Alarming new evidence illuminates the horror from which the Rohingya have fled. Médecins Sans Frontières reported on Dec 14 that at least 6700 Rohingya were murdered in the month following the Aug 25 “clearance operations” by Myanmar’s security forces. The majority of the dead were shot, others were burned or beaten to death, and some were killed after sexual violation. An estimated 730 young children were murdered during that month alone. This adds to testimony of organised, coordinated, and systematic burning, killing, and mass rape; activity suggesting ethnic cleansing that the Office of the UN High Commissioner for Human Rights has called “acts of appalling barbarity committed against the Rohingya”.

There is a new agreement to repatriate the Rohingya to Myanmar, but why expect these people to return to a land of persecution and violence? There is no assurance that the Rohingya would be given safety, dignity, and freedom. In fact, there is now indisputable evidence that the Rohingya’s lives and mere existence are at risk.

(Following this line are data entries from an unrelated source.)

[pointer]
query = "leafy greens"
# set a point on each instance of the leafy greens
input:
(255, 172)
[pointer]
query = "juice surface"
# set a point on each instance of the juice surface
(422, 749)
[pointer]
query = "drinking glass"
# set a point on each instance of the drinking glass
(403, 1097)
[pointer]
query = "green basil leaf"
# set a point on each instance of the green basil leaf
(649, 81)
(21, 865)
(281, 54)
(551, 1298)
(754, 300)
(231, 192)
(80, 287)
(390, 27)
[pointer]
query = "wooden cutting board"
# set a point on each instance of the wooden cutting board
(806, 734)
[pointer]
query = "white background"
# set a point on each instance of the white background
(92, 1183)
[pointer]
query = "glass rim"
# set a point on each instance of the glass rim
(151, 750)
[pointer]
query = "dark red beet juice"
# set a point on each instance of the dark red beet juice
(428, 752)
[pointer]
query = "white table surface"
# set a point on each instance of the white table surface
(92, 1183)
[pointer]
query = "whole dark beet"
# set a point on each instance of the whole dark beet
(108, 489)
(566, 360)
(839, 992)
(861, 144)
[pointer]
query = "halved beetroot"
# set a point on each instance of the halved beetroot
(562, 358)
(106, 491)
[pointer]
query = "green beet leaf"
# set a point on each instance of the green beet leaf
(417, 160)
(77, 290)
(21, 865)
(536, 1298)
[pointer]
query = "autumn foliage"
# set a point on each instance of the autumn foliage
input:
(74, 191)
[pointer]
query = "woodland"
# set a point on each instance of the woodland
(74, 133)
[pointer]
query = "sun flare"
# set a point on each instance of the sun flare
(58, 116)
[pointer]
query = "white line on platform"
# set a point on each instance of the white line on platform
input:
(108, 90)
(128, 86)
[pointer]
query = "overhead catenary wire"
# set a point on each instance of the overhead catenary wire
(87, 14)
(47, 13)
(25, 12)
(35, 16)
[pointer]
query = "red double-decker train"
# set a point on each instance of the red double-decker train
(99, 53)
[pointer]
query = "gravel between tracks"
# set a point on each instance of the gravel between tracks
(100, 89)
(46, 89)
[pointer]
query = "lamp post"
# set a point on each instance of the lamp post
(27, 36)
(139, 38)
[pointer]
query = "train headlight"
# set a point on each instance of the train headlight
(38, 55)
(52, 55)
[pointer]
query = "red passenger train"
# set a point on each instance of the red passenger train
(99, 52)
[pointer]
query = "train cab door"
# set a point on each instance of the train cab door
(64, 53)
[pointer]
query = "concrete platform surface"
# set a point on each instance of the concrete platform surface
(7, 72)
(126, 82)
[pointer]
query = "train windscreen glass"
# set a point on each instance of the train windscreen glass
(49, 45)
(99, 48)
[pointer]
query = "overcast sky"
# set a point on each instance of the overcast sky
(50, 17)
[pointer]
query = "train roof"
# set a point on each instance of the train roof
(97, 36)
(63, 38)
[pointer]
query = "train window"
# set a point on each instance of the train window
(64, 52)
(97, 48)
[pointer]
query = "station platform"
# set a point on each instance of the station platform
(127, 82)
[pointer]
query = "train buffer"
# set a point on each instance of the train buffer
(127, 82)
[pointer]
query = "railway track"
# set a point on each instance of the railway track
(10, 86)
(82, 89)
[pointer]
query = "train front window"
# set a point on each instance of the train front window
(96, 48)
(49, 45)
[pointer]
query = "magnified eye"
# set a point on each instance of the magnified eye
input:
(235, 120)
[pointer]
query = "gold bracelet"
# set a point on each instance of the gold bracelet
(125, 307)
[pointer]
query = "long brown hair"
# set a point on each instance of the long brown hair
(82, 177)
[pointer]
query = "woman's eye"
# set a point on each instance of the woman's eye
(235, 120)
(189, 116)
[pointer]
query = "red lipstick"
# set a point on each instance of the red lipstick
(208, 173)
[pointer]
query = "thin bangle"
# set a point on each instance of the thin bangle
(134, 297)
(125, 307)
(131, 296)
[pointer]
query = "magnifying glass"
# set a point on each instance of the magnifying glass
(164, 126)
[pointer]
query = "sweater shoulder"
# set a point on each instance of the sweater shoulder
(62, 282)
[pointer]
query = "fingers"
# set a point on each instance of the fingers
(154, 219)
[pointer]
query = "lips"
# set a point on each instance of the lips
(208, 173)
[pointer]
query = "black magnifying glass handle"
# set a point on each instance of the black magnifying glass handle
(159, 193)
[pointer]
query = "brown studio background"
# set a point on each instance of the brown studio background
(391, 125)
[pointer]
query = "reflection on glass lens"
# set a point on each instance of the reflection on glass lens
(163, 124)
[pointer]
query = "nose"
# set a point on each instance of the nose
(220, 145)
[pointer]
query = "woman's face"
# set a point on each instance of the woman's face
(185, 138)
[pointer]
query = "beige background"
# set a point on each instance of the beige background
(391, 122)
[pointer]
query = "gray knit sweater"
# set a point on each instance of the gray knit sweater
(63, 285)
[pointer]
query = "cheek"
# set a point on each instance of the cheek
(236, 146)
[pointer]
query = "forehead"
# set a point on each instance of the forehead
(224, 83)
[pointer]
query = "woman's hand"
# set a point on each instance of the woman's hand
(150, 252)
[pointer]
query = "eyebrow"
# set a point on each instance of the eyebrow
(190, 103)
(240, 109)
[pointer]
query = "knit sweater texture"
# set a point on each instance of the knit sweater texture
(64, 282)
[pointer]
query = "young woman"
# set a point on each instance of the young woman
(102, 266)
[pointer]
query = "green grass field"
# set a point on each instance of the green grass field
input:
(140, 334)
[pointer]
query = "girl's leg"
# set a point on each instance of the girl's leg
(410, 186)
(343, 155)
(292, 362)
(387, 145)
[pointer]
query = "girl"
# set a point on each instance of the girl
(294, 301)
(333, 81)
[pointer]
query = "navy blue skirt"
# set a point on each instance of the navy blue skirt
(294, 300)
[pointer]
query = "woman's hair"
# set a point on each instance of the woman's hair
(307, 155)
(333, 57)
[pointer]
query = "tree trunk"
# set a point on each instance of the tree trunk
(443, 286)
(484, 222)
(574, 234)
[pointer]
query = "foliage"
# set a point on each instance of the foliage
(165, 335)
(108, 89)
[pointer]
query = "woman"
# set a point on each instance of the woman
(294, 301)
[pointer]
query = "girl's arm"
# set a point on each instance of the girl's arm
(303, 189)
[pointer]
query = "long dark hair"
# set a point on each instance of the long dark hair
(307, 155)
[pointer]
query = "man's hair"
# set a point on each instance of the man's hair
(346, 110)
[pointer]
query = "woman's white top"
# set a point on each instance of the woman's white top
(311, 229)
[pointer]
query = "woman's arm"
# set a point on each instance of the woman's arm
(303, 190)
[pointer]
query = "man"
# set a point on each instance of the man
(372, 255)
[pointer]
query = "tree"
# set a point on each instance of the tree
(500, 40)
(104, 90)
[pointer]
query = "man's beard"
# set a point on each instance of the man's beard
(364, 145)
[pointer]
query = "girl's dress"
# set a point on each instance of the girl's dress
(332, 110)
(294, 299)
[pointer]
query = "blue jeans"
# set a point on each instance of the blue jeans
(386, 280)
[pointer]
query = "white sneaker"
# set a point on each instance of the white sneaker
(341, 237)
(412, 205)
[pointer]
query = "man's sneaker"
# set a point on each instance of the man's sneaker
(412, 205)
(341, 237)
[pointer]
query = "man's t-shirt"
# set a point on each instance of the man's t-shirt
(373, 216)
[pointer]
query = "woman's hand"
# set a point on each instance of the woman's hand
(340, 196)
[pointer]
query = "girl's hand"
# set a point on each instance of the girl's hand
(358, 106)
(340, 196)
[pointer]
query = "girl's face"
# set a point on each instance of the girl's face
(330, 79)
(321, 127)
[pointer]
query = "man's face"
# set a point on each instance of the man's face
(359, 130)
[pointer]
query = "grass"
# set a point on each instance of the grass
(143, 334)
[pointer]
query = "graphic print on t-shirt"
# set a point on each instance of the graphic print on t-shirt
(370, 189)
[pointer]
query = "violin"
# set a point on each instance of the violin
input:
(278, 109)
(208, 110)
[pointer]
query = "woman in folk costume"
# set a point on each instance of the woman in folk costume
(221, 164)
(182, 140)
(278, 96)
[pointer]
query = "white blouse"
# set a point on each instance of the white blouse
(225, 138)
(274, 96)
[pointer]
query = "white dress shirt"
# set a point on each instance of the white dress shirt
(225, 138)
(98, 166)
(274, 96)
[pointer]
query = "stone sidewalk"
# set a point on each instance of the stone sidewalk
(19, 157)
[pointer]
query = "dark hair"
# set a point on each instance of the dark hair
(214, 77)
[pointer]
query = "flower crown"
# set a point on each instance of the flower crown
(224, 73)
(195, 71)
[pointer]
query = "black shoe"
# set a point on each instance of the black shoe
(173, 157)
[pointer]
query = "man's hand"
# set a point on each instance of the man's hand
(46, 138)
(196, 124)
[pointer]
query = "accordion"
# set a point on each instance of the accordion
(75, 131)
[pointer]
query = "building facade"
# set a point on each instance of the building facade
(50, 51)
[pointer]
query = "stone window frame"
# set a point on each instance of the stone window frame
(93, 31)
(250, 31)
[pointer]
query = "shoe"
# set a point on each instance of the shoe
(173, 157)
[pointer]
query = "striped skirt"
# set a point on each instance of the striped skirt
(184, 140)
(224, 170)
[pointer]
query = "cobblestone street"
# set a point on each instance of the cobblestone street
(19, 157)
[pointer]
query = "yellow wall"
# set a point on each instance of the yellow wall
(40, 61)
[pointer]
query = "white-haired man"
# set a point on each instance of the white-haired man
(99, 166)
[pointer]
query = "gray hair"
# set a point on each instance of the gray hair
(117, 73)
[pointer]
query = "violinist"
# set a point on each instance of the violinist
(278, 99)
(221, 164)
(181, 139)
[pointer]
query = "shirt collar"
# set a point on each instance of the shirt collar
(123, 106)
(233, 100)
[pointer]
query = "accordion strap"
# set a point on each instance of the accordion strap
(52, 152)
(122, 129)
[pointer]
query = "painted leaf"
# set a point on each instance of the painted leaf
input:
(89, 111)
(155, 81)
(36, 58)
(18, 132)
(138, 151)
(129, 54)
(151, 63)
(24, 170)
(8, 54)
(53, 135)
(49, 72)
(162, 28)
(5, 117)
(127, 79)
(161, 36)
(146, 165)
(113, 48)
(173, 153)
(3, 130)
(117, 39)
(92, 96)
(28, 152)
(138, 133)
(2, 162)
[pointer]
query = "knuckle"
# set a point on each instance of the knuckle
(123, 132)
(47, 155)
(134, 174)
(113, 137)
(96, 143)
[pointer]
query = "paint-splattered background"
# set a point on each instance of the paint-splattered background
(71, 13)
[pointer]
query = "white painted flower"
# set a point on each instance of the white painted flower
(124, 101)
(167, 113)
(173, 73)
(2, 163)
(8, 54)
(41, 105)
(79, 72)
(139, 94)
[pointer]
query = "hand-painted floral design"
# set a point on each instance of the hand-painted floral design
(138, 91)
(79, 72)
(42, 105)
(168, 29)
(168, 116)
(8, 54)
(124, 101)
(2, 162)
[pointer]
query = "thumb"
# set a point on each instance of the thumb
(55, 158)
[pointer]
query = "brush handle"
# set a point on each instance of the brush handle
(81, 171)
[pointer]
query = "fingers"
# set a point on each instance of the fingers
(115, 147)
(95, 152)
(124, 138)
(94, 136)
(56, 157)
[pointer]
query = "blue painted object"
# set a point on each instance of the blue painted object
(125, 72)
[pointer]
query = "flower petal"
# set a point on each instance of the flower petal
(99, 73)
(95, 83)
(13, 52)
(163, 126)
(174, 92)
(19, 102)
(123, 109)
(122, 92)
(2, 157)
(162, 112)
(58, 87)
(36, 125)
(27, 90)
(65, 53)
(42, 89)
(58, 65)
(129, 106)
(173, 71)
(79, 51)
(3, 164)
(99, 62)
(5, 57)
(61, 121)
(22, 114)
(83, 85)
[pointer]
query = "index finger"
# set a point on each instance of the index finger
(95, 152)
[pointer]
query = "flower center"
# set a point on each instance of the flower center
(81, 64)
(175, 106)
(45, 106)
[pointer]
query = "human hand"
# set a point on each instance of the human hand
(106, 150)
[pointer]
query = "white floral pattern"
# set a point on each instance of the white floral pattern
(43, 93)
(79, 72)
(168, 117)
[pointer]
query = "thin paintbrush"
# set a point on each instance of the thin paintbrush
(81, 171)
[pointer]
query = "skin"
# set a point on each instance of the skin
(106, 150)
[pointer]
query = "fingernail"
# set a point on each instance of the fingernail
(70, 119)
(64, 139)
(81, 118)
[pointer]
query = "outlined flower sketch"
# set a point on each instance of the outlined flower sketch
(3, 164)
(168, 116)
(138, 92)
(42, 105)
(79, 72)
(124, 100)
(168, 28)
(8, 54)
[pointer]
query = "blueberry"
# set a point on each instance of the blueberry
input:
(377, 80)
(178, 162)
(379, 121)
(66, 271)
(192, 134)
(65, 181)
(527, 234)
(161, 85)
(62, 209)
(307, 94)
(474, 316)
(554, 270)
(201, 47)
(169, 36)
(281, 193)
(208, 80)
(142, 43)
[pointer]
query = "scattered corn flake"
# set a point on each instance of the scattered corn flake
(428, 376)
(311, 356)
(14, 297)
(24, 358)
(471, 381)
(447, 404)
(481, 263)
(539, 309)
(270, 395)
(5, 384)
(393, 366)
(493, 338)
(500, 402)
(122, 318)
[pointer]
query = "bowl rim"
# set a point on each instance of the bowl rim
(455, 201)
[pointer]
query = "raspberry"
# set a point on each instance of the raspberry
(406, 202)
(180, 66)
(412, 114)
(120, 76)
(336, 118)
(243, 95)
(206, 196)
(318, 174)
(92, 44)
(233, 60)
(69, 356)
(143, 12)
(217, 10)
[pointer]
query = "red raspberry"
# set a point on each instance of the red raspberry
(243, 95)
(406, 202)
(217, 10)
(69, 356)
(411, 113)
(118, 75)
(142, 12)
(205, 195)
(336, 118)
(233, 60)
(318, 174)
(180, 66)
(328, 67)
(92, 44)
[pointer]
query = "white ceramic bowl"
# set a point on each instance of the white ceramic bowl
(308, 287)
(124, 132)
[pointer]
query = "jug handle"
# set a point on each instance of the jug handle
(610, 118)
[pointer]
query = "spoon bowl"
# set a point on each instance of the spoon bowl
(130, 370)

The horrific images and accounts of destruction and desolation are almost unbearable. But that acts of such atrocity could be afflicted on fellow human beings is not something we can look away from. If this is genocide, our only resolution now is to immediately accelerate the responsibility to protect. The UN Security Council, with the full support and obligations of member states, must investigate these apparent crimes against humanity, impose appropriate sanctions against military forces in Rakhine, and invoke their considerable resources to protect the Rohingya before these people are destroyed.

Could we bear to live with the alternative?